The function common_ancestor traverses the tree in depth-first order, keeping track of which of N1 and N2 have been visited so far. So let's start with a simple depth-first traversal implementation:

def traverse(node):
 """Visit all nodes in the tree starting at node, in depth order."""
 if node is None: return
 traverse(node.left)
 traverse(node.right)

Here's a binary tree with two shaded nodes that we want to find the common ancestor of. The thin line shows the order in which nodes are visited by a depth-first traversal.

Depth-first traversal of a binary tree

Suppose that we augment this traversal function so that it keeps track of how many of n1 and n2 have been visited so far:

count = 0
def traverse(node):
 """Visit all nodes in the tree starting at node, in depth order."""
 if node is None: return
 print("Entering {}, count={}".format(node, count))
 if node is n1: count += 1
 if node is n2: count += 1
 traverse(node.left)
 traverse(node.right)
 print("Exiting {}, count={}".format(node, count))

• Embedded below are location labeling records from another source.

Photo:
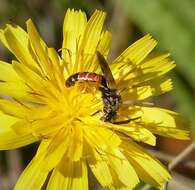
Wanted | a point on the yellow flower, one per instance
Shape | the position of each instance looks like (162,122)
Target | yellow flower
(36,106)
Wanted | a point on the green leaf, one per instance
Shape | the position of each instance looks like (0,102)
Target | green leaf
(172,23)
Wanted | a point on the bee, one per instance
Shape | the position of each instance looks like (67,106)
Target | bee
(110,94)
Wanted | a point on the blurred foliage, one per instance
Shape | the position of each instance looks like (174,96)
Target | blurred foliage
(172,23)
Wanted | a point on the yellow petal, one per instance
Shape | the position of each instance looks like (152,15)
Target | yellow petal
(40,49)
(56,149)
(73,28)
(98,165)
(9,138)
(33,177)
(123,169)
(149,169)
(164,122)
(75,149)
(133,55)
(91,38)
(146,89)
(16,40)
(7,73)
(69,175)
(14,108)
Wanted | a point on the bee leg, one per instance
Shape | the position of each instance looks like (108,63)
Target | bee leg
(126,121)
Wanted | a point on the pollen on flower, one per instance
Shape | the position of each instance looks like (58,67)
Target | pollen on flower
(67,121)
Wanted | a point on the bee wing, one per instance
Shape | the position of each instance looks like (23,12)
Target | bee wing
(106,71)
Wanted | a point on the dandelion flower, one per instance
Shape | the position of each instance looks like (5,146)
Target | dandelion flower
(36,106)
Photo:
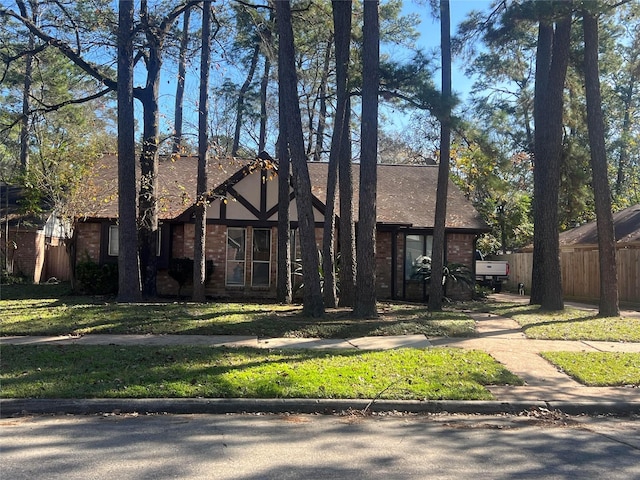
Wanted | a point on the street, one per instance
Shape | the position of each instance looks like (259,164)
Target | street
(111,446)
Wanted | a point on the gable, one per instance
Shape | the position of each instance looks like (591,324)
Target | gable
(247,191)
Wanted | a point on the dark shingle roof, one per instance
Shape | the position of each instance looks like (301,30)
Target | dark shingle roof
(406,193)
(626,223)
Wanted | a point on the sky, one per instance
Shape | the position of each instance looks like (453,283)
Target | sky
(429,41)
(430,33)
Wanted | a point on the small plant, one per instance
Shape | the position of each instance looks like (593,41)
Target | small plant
(451,272)
(95,279)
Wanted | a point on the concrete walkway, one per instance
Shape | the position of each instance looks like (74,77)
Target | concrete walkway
(500,337)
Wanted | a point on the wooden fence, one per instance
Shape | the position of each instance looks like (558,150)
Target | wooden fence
(57,263)
(581,274)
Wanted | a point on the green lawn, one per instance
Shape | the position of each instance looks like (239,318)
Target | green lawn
(47,310)
(599,369)
(569,324)
(109,371)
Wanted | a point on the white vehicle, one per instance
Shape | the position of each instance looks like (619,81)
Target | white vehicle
(491,273)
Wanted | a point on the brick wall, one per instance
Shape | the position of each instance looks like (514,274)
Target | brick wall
(22,251)
(88,241)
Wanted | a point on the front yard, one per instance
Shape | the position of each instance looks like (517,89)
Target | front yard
(144,371)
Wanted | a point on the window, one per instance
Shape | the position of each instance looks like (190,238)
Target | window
(417,251)
(113,248)
(261,265)
(236,242)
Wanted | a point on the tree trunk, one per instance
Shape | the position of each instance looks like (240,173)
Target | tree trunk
(199,250)
(182,71)
(365,305)
(312,299)
(26,92)
(284,289)
(341,149)
(264,83)
(241,96)
(322,96)
(609,306)
(551,67)
(128,268)
(437,254)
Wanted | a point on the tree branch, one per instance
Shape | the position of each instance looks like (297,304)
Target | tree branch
(63,47)
(52,108)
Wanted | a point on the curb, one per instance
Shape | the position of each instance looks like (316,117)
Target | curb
(18,407)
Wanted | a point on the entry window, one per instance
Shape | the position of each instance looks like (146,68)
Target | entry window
(236,243)
(417,251)
(261,266)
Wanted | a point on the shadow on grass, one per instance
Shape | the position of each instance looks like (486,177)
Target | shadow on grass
(44,314)
(134,372)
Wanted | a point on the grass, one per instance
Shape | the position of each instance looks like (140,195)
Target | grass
(599,369)
(48,310)
(569,324)
(109,371)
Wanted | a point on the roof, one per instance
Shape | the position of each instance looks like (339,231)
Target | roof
(177,178)
(12,211)
(626,224)
(406,194)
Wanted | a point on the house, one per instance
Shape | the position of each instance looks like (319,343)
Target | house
(579,260)
(242,223)
(626,225)
(31,245)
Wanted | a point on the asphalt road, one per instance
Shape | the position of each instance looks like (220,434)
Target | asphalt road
(536,445)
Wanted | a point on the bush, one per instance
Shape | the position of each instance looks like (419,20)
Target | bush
(181,270)
(95,279)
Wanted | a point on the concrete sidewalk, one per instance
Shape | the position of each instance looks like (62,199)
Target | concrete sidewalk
(500,337)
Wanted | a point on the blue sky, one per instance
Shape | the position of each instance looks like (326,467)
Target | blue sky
(430,33)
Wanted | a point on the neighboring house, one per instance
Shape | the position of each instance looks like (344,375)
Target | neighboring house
(31,246)
(242,224)
(579,260)
(585,237)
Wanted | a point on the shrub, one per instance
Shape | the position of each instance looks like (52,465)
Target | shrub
(95,279)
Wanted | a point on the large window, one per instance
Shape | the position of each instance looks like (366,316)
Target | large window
(236,244)
(261,262)
(417,252)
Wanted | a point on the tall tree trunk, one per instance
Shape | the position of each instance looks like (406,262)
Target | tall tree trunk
(264,83)
(199,250)
(241,96)
(322,96)
(26,92)
(312,300)
(341,150)
(284,288)
(623,156)
(128,268)
(347,227)
(365,306)
(552,59)
(609,306)
(182,72)
(148,193)
(437,254)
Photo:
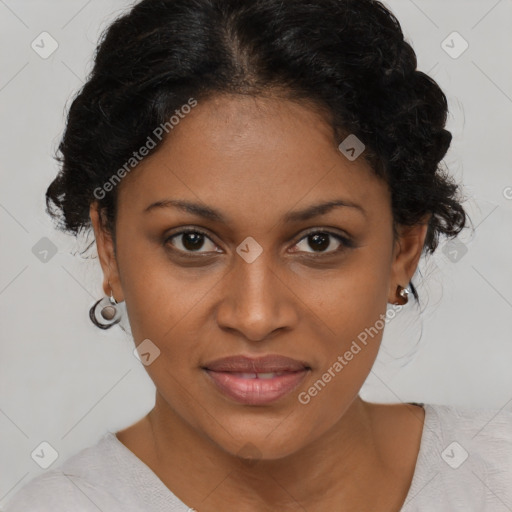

This figure shows the value of count on entry to each node:

Number of target nodes visited on entry to each node

And this figure shows the value of count on exit from each node:

Number of target nodes visited on exit from each node

You'll see that all the common ancestors of the two nodes have count = 0 on entry and count = 2 on exit (and only common ancestors have this property). So that means that we can implement common_ancestor like this:

def common_ancestor(n1, n2, head):
 """Return the nearest common ancestor of nodes n1 and n2 in the tree
 rooted at head.
 """
 count = 0 # How many nodes in {n1, n2} have been visited so far?
 ancestor = None
 def traverse(node):
 nonlocal count, ancestor
 if node is None or ancestor is not None: return
 count_at_entry = count
 if node is n1: count += 1
 if node is n2: count += 1
 traverse(node.left)
 traverse(node.right)
 if count_at_entry == 0 and count == 2 and ancestor is None:
 ancestor = node
 traverse(head)
 return ancestor

The nonlocal statement was new in Python 3, so if you're stuck on Python 2 then you'll have to find a workaround, for example using a status object:

class Status(object): pass
status = Status()
status.count = 0
status.ancestor = None
# etc.

3. Efficient implementation?

The implementation discussed here has to traverse the whole tree and so takes time \$ O(n) \$. Whether this is important depends on how many common-ancestor queries you have. If there are many, then you'll probably want to change your tree data structure so that you can make efficient common-ancestor queries.

Adding parent pointers allows you to bring the query cost down to \$ O(\log n) \$, but there are more complex data structures that support constant-time common-ancestor queries.